In 1996, at the age of 36, he was appointed Undersecretary for Legal and Legislative Affairs of the Department of Environment and Natural Resources (DENR). As undersecretary, his office emphasized the rights of indigenous peoples and local communities, efficient and fair access to justice in administrative decisions, public participation and stakeholder consensus building in environmental decision-making, and innovative programs in environmental regulation. Part of his duties included serving as the DENR's crisis manager, where he dealt with the department's response to, among others, the Marcopper mining disaster.

In addition, he was chief negotiator for the Philippines in the implementation of Conventions on Biological Diversity and Climate Change from 1996-1998, where he was recognized as the lead negotiator for developing countries in the negotiation of the Kyoto Protocol on Climate Change and the Cartagena Protocol on Biosafety. He served as undersecretary until June 1998.

From 1998 to 2006, he was director of the Biological Resources Program and Senior Fellow in Institutions and Governance of the World Resources Institute in Washington D.C.

In 2006, La Viña returned to the Philippines to accept an invitation to become dean of the Ateneo School of Government (ASoG), succeeding acting dean Antonette Palma-Angeles.

In addition to these roles, he served as adviser to the Philippine delegation to the United Nations Framework Convention on Climate Change (UNFCCC), and Coordinator in 2011-2012 for the Group of 77 and China for the Ad Hoc Working Group on the Durban Platform for Enhanced Action on Climate Change.
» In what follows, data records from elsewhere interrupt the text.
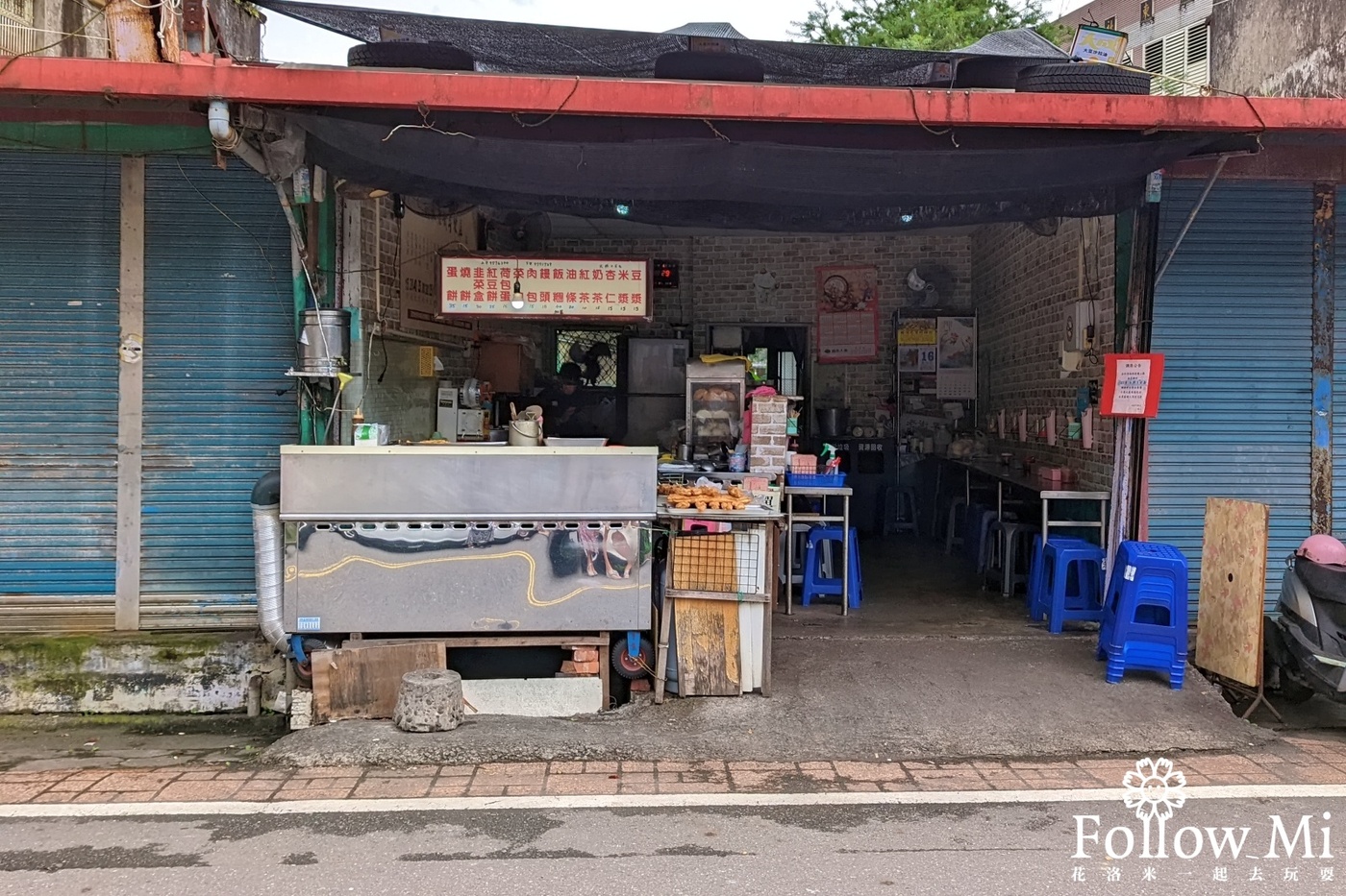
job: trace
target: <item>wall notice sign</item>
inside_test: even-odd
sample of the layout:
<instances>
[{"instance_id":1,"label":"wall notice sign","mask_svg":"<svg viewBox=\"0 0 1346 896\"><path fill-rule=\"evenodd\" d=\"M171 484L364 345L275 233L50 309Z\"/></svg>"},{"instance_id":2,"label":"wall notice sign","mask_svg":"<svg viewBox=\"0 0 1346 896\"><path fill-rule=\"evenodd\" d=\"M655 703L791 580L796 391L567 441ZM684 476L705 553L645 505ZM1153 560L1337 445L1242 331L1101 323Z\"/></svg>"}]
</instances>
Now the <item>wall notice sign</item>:
<instances>
[{"instance_id":1,"label":"wall notice sign","mask_svg":"<svg viewBox=\"0 0 1346 896\"><path fill-rule=\"evenodd\" d=\"M1163 355L1104 355L1104 417L1158 417Z\"/></svg>"},{"instance_id":2,"label":"wall notice sign","mask_svg":"<svg viewBox=\"0 0 1346 896\"><path fill-rule=\"evenodd\" d=\"M1070 55L1085 62L1121 62L1127 55L1127 32L1098 26L1079 26L1075 28Z\"/></svg>"},{"instance_id":3,"label":"wall notice sign","mask_svg":"<svg viewBox=\"0 0 1346 896\"><path fill-rule=\"evenodd\" d=\"M650 262L637 258L444 256L440 313L509 318L650 316Z\"/></svg>"},{"instance_id":4,"label":"wall notice sign","mask_svg":"<svg viewBox=\"0 0 1346 896\"><path fill-rule=\"evenodd\" d=\"M818 268L818 362L879 358L879 269Z\"/></svg>"},{"instance_id":5,"label":"wall notice sign","mask_svg":"<svg viewBox=\"0 0 1346 896\"><path fill-rule=\"evenodd\" d=\"M471 339L476 332L475 322L462 318L444 320L439 316L435 278L441 252L476 249L476 213L423 218L408 210L398 225L398 242L401 308L396 322L390 322L389 332L433 343L448 342L452 336Z\"/></svg>"}]
</instances>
He served as a key facilitator for the Reducing Emissions from Deforestation and Degradation-Plus (REDD+) negotiations under the UNFCCC from 2009 to 2011. He was a lead negotiator and spokesperson of the Philippine delegation during the 2015 Paris climate negotiations.

La Viña's other current corporate and policy positions include:

- Member, Board of Trustees, Manila Observatory
- Member, Board of Trustees, Center for International Environmental Law (CIEL)
- Member, Board of Trustees, Southeast Asia Regional Initiatives for Community Empowerment (SEARICE)
- Previously, La Vina was a member of the Board of Trustees of Bioversity International and Center for International Forestry Research. He was chair, Board of Trustees, Institute for Social Entrepreneurship in Asia (ISEA)
- Convenor, Movement Against Disinformation

La Viña is the spokesperson of Senator Loren Legarda.

== Publications ==

As an academic, lawyer, and environmental expert, La Viña has authored or edited numerous books, anthologies, monographs, and journal articles, mostly on environmental topics and issues. His experience in environmental issues has led him to author the chapter on environmental law and cases for the Benchbook for Philippine Trial Judges (Revised and Expanded); and Philippine Law and Ecology (Vol. 1: National Laws and Policies and Vol. 2: International Treaties and Rules on Procedure), the last two of which are compilations of laws, international instruments, legal cases, and commentary on the constellation of Philippine environmental policy and jurisprudence.

He maintains a biweekly column, "Eagle Eyes", in the Manila Standard Today, and contributes to the Philippine social news site Rappler, where he comments on Philippine and international issues on the environment, socio-economic development, governance, and current affairs. He also maintains a column, "The Riverman's Vista" in the Mindanao current affairs news website MindaNews.

In 2024, he published his memoir, Ransomed by Love: A Changemaker’s Unfinished Journey in Cagayan de Oro.

== Personal life ==

La Viña is married to Maria Carmen Bonto-La Viña, a psychotherapist. They have three sons: Emmanuel, a historian and linguist; Enrico Antonio, a PhD candidate in political science at University of California, Davis; and Rafael, a graduate of UP Law.